Cornelia Parker, who once said of her art, “I resurrect things that have been killed off,” has been named the official artist for the 2017 general election, and is the first woman to take on the role. Politicians who study the CV of the Turner prize-nominated Royal Academy member, whose work is in many national and international collections, may be alarmed to note that it has often involved spectacular acts of destruction of her subjects. She called in the army to help her blow up a shed, later exhibited as suspended fragments as if in mid-explosion, and used part of the mechanism of Tower Bridge to flatten 54 brass band instruments in Breathless, a commission for the V&A. Last year she dismantled an old American barn and reconstructed it as the sinister Bates mansion from the film Psycho, as an installation on the roof of the Metropolitan Museum of Art in New York.
Much of her work has a political element. In 2015, her Magna Cartawent on a UK tour celebrating the 800th anniversary of the original’s creation – a 13-metre rendering of the Wikipedia entry on the charter as an embroidery, hand-stitched by hundreds of people including the whistleblower Edward Snowden, the musician Jarvis Cocker, as well as campaigners and activists, politicians and prisoners.

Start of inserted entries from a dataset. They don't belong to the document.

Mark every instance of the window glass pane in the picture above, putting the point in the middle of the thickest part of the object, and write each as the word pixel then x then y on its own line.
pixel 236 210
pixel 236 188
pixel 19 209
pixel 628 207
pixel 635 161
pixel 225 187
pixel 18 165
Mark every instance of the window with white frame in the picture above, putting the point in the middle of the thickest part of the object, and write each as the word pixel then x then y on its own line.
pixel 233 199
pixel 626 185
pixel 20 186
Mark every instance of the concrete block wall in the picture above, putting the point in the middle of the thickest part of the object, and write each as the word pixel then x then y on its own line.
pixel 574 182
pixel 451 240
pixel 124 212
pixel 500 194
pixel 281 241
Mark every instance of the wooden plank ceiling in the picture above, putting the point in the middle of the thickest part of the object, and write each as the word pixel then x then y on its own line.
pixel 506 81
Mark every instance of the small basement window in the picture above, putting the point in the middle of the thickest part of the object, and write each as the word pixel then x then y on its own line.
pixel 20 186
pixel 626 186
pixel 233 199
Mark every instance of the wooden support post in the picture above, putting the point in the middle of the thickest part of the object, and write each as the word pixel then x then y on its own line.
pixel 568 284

Parker, who was one of the signatories of a letter backing Caroline Lucas – but not specifically the Green party – in the last election, said: “We live in scary but exhilarating times. The whole world order seems to be changing. As an artist, I feel honoured to have been invited to respond to such an important election. With all its challenging issues and complexity, it is an event that I’m excited to engage with and I look forward to sharing my finished work.”